Réflexion de comptoir

C'était à Goudouland, un samedi soir.
Une soirée comme les autres (trio classique potes - alcool - musique) qui s'est comme suspendue l'espace d'une minute. C'était là, juste devant moi.

Des culs, une forêt de postérieurs juste sous mes yeux. Je n'ai pas bougé de ma table, et pourtant les voilà devant moi, se dandinant dans leur jean moulant. Des culs de filles, des filles qui aiment les filles.
Conclusion immédiate (nos pensées les plus basses sont souvent les premières...) : ces culs me sont potentiellement accessibles.

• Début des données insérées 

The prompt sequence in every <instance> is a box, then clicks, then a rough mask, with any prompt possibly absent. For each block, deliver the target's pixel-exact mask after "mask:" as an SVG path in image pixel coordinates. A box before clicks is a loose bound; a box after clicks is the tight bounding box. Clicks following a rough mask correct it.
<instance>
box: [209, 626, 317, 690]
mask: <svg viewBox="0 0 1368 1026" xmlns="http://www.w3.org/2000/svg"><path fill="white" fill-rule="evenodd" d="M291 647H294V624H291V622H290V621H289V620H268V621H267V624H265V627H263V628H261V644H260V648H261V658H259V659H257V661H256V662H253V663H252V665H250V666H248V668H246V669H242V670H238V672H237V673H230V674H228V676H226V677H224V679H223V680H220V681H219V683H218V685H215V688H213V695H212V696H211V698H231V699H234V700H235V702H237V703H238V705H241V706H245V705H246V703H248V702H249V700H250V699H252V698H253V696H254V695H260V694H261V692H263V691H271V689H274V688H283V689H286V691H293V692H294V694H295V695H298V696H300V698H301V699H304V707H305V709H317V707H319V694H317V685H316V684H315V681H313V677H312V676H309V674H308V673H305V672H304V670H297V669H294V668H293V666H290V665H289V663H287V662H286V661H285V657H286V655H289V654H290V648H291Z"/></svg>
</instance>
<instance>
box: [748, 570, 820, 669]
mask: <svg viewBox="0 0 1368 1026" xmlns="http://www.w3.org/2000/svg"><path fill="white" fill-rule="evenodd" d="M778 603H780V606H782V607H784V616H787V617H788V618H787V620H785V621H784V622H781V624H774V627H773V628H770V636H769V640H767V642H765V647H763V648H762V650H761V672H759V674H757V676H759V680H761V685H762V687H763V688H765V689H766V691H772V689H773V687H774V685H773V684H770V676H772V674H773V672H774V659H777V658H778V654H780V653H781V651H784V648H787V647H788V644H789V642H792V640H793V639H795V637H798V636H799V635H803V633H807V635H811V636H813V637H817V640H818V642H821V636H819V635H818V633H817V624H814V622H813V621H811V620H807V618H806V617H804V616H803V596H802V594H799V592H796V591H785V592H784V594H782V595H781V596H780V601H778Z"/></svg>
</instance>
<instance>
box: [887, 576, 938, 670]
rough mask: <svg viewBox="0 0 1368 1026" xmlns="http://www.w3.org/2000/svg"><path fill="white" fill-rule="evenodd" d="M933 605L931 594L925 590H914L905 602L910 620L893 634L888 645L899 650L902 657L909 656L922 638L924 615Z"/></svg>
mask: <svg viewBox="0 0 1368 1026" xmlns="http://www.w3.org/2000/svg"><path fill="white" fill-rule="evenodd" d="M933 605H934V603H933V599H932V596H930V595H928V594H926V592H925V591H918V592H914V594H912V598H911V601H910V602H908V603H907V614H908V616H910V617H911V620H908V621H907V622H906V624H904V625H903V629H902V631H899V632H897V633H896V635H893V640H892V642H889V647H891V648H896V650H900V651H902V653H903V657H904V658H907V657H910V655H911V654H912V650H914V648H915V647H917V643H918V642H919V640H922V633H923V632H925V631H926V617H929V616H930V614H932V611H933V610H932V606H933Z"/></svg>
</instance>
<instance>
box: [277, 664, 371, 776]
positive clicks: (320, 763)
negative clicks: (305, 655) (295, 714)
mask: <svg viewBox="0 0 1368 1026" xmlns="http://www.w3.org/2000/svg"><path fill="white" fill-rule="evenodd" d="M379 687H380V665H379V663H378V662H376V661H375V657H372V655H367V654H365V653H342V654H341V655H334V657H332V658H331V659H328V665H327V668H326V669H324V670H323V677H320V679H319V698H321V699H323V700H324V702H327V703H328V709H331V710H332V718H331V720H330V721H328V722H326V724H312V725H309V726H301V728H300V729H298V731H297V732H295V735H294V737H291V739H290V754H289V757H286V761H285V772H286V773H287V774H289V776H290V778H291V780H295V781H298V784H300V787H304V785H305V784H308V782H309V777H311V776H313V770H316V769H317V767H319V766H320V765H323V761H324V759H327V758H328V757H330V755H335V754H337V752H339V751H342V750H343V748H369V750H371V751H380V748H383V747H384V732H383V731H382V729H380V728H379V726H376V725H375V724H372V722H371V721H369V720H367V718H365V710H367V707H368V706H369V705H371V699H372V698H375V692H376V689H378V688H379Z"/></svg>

Vrai puisque je suis une fille qui aime les filles. C.Q.F.D! De jolies paires de fesses toutes en rondeur, qui bougent au rythme d'un son pas très audible puisque couvert par les "Allez! Ouhai!" et autres "mon chapeau, il est où le chapeau?".
Oui, je ne crois pas l'avoir déjà dit, mais la lesbienne est bruyante. Dans un environnement où elle côtoie ses semblables, elle ne peut s'empêcher de montrer ses attributs, pas toujours de la façon la plus élégante qui soit, et parfois en élevant la voix, pour montrer qu'elle est là.
Parce que c'est là finalement son drame. Alors qu'elle passe sa semaine totalement anonyme et seule dans son cas, elle se retrouve tout à coup en concurrence directe avec des dizaines d'autres comme elle, qui pourraient d'ailleurs ne pas l'envisager comme adversaire, mais comme proie, d'un soir et d'une vie.
N'oublions pas que l'histoire d'amour pour la goudou est toujours une option envisageable. Un jour sa princesse viendra...

1 commentaire:

Anonyme a dit…

Comme j'aurais aimé être à côté de ton petit cul pour admirer d'autres petits (ou gros) culs. Cette réflexion de comptoir me laisse à penser qu'une photo existe peut être. NOUS AUSSI ON VEUT PROFITER DE CETTE VISION NOCTURNE!